Text Selection and Rationale Assignment

 

You have all made one significant step towards your “Final Project”: the informal text selection and rationale assignment. That assignment offered a low-stakes opportunity for you to begin thinking about the text you might want to write about for the “Final Project.” Now, it’s time to commit to a text. Aim for 300-400 words.

  • In the first paragraph, begin by introducing the author and the target text. Make sure you indicate the kind of text it is (poem, novel, film, memoir, etc.), its more specific genre or mode (romance, horror, epic, pastoral, young-adult literature, utopian, etc.), and when it was produced.  Next, offer a brief description of what the book is about and what its central concerns seem to be. This is a key distinction. Giovanni’s Room is about an American protagonist who travels to France to escape a problematic past and finds himself deeply implicated in a web of romantic entanglements that end in tragedy. Its concerns include navigating queer identity in different contexts, what it means to authentically love another, how past experiences form and haunt us, how individuals process trauma, how gender roles constrain our choices and desire, and so on.
  • In paragraph two, write more about your unique approach to this text. What do you hope to explore, and what theoretical concepts or methodologies do you find most applicable and fruitful in relation to you text? Think of the ideas from LCT as idea engines–concepts that we can place alongside a text and that then begin to spin out a range of possible readings and approaches. What kinds of research do you see yourself gathering? Critical articles and books about the text? Historical documents? Books representing other areas of knowledge that you might bring to bear on the text (history, psychology, philosophy, geology, etc.)? Try to be as specific as possible about what you hope to find, and use the BEAM approach to think through the kinds of sources you might want to locate (Argument, Method, Background, etc.). This paragraph should conclude with an initial research question–a question that will be refined as you continue to read and research. Most simply, a research question is the engine for your project: the question anticipates the argumentative sources you might engage, the background information that will support your project, and the methods that will inform it.
    • Please begin exploring specific CofC library Catalog (for books in particular) and databases (MLA International Bibliography, Academic Search Complete, Film and Television Literature Index, and Communication & Mass Media Complete) to get a sense of the materials you might begin to explore once we initiate the formal library research phase. You should also make use of Google Scholar. Take a both/and rather than an either/or: search broadly in various databases using a range of keywords. 
  • Finally (this may or may not be its own paragraph) explain why you have chosen this text in particular.  Are you already familiar with it? What are you most excited or anxious about in terms of research and reading and re-reading process? What is it about this text that you think will really sustain your interest? And why do you think it is an important project more broadly–that is, why should your reader care?

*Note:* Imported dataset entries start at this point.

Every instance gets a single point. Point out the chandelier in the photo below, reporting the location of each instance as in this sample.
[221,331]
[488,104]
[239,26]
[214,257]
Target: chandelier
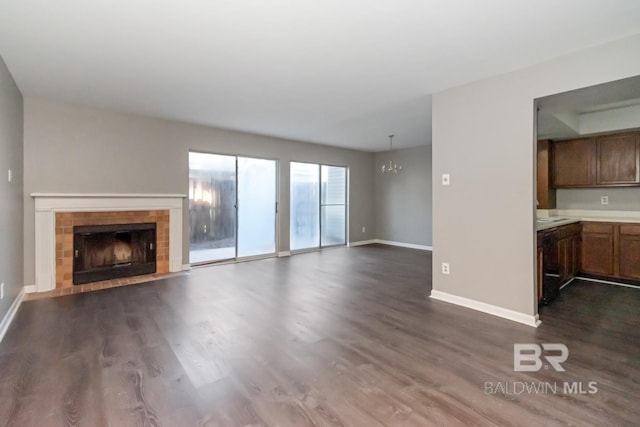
[390,167]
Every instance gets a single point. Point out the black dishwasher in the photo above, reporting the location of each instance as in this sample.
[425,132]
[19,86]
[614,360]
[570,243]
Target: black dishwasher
[551,267]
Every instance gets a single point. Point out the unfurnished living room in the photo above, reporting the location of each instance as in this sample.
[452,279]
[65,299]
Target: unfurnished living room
[292,213]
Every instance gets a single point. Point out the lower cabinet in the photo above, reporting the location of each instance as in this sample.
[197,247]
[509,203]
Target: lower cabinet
[611,250]
[598,248]
[629,251]
[569,257]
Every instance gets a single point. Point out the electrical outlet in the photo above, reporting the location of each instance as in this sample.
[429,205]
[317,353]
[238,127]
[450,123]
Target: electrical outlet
[445,268]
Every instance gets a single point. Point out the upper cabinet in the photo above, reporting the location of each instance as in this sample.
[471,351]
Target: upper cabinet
[546,195]
[617,160]
[574,163]
[604,161]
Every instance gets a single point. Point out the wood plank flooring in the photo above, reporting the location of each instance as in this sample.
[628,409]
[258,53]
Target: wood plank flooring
[341,337]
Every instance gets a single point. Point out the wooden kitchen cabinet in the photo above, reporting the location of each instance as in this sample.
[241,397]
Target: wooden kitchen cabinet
[568,252]
[568,257]
[618,159]
[574,163]
[545,193]
[540,265]
[597,252]
[629,251]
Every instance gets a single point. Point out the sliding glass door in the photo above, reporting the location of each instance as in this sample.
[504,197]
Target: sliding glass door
[212,207]
[318,206]
[256,207]
[232,207]
[333,198]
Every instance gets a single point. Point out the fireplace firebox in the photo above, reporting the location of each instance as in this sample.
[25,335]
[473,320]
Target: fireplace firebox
[104,252]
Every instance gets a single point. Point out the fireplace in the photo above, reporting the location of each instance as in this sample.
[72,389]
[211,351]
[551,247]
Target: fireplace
[104,252]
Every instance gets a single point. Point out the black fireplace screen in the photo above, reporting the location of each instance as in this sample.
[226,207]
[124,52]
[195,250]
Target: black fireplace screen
[103,252]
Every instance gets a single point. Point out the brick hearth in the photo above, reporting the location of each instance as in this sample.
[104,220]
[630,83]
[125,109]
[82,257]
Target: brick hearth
[65,221]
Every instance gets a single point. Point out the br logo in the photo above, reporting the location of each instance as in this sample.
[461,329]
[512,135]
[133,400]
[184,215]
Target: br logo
[528,357]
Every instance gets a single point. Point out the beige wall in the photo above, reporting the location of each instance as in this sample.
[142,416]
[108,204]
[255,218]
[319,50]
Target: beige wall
[403,200]
[10,193]
[483,135]
[73,149]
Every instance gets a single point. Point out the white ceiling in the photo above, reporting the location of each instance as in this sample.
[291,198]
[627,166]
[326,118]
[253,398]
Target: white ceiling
[337,72]
[606,107]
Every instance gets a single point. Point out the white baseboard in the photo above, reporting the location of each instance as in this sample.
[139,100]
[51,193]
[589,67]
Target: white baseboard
[527,319]
[404,245]
[362,243]
[8,318]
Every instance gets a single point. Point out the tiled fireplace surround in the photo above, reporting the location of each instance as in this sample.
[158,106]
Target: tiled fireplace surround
[56,214]
[65,221]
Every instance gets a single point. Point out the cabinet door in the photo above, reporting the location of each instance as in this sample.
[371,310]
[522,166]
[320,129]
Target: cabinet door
[568,258]
[545,194]
[597,253]
[540,272]
[577,251]
[617,160]
[629,251]
[574,163]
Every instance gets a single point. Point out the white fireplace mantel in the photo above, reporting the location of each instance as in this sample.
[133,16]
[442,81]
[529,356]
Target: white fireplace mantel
[47,204]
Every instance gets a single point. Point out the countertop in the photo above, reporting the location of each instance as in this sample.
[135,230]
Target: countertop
[571,216]
[544,225]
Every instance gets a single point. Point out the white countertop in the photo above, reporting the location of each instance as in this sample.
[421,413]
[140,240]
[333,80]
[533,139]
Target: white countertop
[543,225]
[571,216]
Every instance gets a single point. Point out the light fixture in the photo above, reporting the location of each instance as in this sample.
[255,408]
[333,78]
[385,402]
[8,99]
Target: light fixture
[391,167]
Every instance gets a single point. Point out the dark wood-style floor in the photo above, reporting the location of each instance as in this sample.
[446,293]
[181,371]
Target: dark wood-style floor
[344,336]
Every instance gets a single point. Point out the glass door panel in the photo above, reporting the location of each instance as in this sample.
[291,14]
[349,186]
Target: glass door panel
[212,213]
[305,209]
[333,205]
[256,207]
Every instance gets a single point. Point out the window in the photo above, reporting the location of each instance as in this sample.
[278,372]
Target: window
[318,205]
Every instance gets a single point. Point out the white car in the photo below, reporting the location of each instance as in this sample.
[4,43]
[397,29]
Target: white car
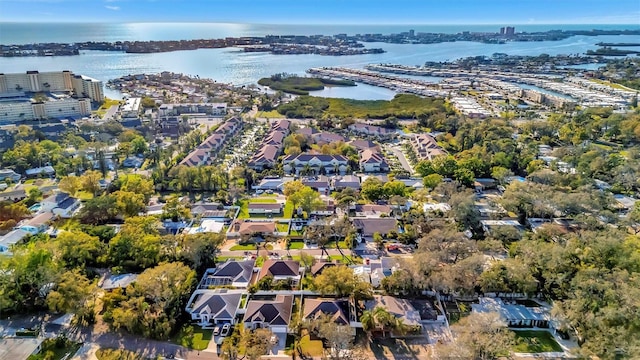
[226,328]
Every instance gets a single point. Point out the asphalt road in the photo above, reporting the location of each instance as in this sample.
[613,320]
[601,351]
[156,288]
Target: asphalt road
[403,160]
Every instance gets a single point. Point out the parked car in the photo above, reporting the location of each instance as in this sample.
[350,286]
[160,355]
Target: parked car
[226,328]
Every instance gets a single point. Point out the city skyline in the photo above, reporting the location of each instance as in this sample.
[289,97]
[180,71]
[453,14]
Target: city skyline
[329,12]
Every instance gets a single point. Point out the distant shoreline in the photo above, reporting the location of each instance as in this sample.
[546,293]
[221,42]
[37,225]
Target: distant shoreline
[333,45]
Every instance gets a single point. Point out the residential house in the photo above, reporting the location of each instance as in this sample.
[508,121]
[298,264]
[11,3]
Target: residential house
[266,208]
[372,160]
[320,183]
[215,109]
[200,208]
[273,183]
[36,225]
[243,227]
[367,227]
[320,266]
[213,307]
[271,147]
[11,238]
[372,210]
[514,314]
[336,309]
[232,273]
[67,208]
[347,181]
[45,171]
[402,309]
[315,164]
[265,158]
[326,137]
[274,314]
[327,208]
[9,174]
[372,130]
[15,195]
[17,348]
[206,152]
[362,145]
[281,270]
[133,162]
[118,281]
[490,225]
[426,147]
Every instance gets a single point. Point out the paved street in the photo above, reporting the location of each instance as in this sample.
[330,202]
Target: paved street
[403,160]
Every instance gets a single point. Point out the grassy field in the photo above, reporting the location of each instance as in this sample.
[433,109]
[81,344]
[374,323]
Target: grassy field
[300,85]
[311,347]
[273,114]
[222,259]
[402,106]
[193,337]
[51,350]
[244,247]
[332,245]
[263,200]
[288,210]
[116,354]
[244,209]
[296,245]
[531,341]
[106,105]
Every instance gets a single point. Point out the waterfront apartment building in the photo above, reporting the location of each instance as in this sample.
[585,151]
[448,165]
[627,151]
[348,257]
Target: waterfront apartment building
[55,81]
[214,109]
[59,108]
[58,94]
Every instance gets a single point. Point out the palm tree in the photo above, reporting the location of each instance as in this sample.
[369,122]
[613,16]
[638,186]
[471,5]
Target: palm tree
[380,319]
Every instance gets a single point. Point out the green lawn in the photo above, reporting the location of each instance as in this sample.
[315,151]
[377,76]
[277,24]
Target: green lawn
[84,195]
[311,347]
[193,337]
[296,245]
[222,259]
[332,245]
[263,200]
[243,247]
[531,341]
[116,354]
[244,209]
[273,114]
[345,259]
[55,350]
[288,210]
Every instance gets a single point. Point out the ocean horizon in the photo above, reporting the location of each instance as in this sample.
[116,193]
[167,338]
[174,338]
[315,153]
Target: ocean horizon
[17,33]
[233,65]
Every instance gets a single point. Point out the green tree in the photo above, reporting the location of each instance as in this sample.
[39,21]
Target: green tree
[70,185]
[306,198]
[432,180]
[481,336]
[341,281]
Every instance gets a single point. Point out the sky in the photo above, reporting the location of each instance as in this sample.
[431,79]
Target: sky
[326,11]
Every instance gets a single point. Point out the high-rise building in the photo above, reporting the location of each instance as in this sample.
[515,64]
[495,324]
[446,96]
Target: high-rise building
[58,94]
[55,81]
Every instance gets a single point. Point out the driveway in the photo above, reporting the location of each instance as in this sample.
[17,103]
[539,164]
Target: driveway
[403,160]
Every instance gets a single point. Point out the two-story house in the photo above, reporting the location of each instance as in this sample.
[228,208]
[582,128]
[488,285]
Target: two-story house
[315,164]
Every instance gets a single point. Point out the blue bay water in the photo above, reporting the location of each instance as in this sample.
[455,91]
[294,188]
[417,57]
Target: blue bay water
[232,65]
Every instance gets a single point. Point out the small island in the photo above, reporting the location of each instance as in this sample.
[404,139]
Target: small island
[300,85]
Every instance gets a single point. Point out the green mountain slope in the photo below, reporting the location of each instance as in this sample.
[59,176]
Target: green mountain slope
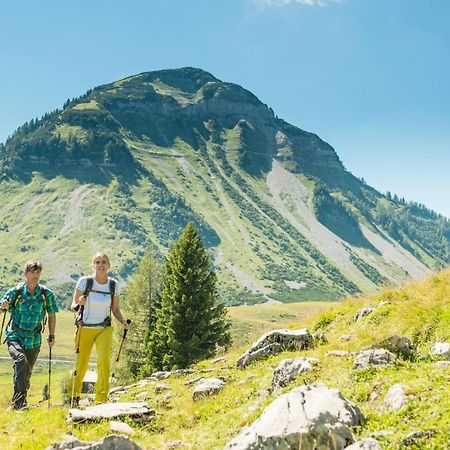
[419,311]
[128,164]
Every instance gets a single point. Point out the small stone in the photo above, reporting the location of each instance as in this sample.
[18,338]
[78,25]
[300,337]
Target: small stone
[161,387]
[443,364]
[395,397]
[121,427]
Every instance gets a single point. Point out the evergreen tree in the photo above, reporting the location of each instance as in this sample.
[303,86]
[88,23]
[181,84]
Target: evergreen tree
[142,299]
[191,322]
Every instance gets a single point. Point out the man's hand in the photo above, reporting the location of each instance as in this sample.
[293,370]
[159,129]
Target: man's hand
[5,305]
[51,340]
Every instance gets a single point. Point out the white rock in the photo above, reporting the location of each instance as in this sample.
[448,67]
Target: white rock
[441,349]
[395,397]
[307,417]
[207,387]
[374,358]
[289,369]
[443,364]
[365,444]
[120,427]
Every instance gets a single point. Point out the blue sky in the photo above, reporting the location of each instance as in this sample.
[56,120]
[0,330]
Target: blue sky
[371,77]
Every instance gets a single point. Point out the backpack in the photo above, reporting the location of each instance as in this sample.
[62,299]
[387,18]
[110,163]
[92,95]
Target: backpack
[18,296]
[87,290]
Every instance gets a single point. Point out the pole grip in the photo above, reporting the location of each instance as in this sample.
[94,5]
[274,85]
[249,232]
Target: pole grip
[126,331]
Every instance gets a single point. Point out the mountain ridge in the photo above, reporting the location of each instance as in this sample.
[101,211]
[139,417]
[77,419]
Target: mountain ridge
[176,145]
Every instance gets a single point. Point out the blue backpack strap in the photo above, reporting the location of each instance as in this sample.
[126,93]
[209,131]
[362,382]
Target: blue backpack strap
[18,294]
[112,291]
[88,287]
[45,302]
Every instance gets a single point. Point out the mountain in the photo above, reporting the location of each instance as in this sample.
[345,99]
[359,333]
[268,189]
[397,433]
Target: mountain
[127,165]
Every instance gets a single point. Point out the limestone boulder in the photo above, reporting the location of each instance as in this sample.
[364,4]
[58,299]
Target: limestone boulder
[365,444]
[441,350]
[112,442]
[400,345]
[289,369]
[308,417]
[274,342]
[207,387]
[363,313]
[395,397]
[374,358]
[136,410]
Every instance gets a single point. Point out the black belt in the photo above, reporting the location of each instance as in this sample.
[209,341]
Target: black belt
[35,330]
[105,323]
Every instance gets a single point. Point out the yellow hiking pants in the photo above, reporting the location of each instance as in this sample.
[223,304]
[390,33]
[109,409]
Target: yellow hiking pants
[102,337]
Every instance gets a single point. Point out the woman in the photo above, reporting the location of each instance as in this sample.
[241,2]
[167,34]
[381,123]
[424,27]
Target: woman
[95,298]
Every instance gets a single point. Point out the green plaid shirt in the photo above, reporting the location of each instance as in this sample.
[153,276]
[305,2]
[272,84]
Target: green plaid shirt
[28,314]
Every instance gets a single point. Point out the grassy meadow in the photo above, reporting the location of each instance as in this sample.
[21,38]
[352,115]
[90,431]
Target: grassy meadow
[420,311]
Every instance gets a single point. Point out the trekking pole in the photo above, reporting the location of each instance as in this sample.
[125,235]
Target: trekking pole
[49,374]
[77,352]
[121,344]
[3,324]
[122,341]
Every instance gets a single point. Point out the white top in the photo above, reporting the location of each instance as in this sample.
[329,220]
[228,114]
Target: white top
[98,303]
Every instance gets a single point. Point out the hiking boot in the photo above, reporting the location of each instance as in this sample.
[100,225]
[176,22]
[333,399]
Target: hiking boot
[75,402]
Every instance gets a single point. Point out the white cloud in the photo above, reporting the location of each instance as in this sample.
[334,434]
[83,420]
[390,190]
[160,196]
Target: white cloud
[277,3]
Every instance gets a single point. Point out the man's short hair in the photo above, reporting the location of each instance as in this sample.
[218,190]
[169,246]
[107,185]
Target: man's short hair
[32,266]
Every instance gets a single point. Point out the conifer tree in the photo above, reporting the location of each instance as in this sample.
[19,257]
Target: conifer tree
[141,300]
[191,322]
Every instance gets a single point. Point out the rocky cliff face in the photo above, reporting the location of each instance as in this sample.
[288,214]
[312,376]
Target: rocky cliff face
[282,216]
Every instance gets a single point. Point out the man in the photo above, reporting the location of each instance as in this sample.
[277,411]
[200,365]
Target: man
[29,304]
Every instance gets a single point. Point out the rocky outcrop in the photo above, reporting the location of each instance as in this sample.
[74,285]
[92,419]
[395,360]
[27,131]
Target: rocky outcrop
[395,397]
[289,369]
[363,313]
[108,443]
[274,342]
[204,388]
[308,417]
[374,358]
[365,444]
[137,410]
[441,350]
[400,345]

Though this assignment does allow for slightly more informational responses at the conclusion, please understand that this as a formal writing assignment, and your writing should reflect that.

 

How research questions evolve:

  • At the start, a question might be rooted in something you find notable and curious about a text. For example, you might reading Giovanni’s Room and ask: What does all of the repeated imager around blackness and whiteness (and related terms) signify in Giovanni’s Room?
  • As you continue to research and research, you push that research question forward–focusing it, framing it in relation to a certain critical ideas, and/or framing it in the context of what Baldwin accomplishes. For example: “How does Baldwin use imagery around blackness and whiteness to unsettle long-standing foundations of racism in western society?

There might be a number of steps between those two questions, but note how the second is informed by the kinds of research and analysis that the first one jump-starts.